L’intento di «Sanremo Giovani» è di valorizzare i cantanti non famosi.
Baudo: «“Sanremo Giovani” è una di quelle sigle che mi appartengono. Potrei usare la mia solita espressione: “L’ho inventato io!”. È vero. Sono stato anche fortunato, perché negli anni ho trovato dei bei giovani».
Tra i giovani che lei ha lanciato al Festival ci sono stati Eros Ramazzotti nel 1984 e Laura Pausini nel 1993.
Baudo: «Quando penso a quello che è capitato a Laura Pausini... Io avevo ascoltato la canzone “La solitudine” e mi era piaciuta, in un altro momento avevo ascoltato la voce della Pausini e subito ho pensato che l’abbinamento fosse perfetto. Fu la prima volta che i maestri d’orchestra si alzarono ad applaudire».
Che consiglio darebbe a un giovane che oggi si presenta a Sanremo?
Baudo: «Siccome sono un melodico, direi: “Sì, potete metterci tante parole interessanti, potete fare tanti sproloqui, però se non ci mettete a supporto una bella melodia...”. Bisogna tornare alla canzone italiana».

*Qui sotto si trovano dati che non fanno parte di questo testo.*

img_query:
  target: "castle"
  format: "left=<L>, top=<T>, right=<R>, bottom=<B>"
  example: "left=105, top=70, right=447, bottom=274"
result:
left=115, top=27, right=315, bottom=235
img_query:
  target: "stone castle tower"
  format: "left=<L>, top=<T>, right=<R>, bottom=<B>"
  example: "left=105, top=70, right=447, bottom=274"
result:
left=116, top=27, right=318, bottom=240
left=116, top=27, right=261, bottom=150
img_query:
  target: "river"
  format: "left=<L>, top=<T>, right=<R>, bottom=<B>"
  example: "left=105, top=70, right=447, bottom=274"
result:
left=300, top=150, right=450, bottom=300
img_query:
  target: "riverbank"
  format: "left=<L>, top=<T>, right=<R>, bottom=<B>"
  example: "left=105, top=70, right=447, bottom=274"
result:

Rovazzi, ci andrebbe in gara al Festival?
Rovazzi: «Sanremo è una cosa che ho sempre visto come pericolosissima».
Pericolosissima in che senso?
Rovazzi: «Nel senso che Sanremo è un’istituzione. Io con la musica ho un rapporto diverso, non sono un cantante con una grande tecnica e il rischio che io salga sul palco e venga demolito è molto facile. In questo caso sto andando a condurre e non c’è lo stesso rischio. Non nascondo che dopo “Sanremo Giovani” mi piacerebbe avere un piccolo siparietto in una puntata di “Sanremo Big”...».
Con Baglioni ha parlato del suo eventuale «siparietto»?
Rovazzi: «Sì, ne abbiamo parlato».
Invece cosa farà a «Sanremo Giovani»?
Rovazzi: «Devo ancora capire, certamente proverò a mettere del mio, perché quello che dico io l’ho sempre scritto personalmente, non mi faccio aiutare da altri. Ma niente musica».
Neanche una sigletta?
Rovazzi: «No».
Tra voi ci sono 58 anni di differenza. Vi spaventa o vi inorgoglisce?
Baudo: «L’idea di essere insieme sul palcoscenico una botta di giovinezza me la dà».
Rovazzi: «Per me collaborare con persone della mia generazione significa crescere insieme. Collaborare con qualcuno di un’altra generazione, che ha un’altra esperienza, mi dà molto di più ed è molto più utile».
In comune cosa avete?
Rovazzi. «Nulla, è proprio questo il bello. Pippo viene da un mondo lontanissimo dal mio, con dei tempi e un pubblico diversi. Però in questo caso sono io che entro nel suo mondo, non lui che entra nel mio».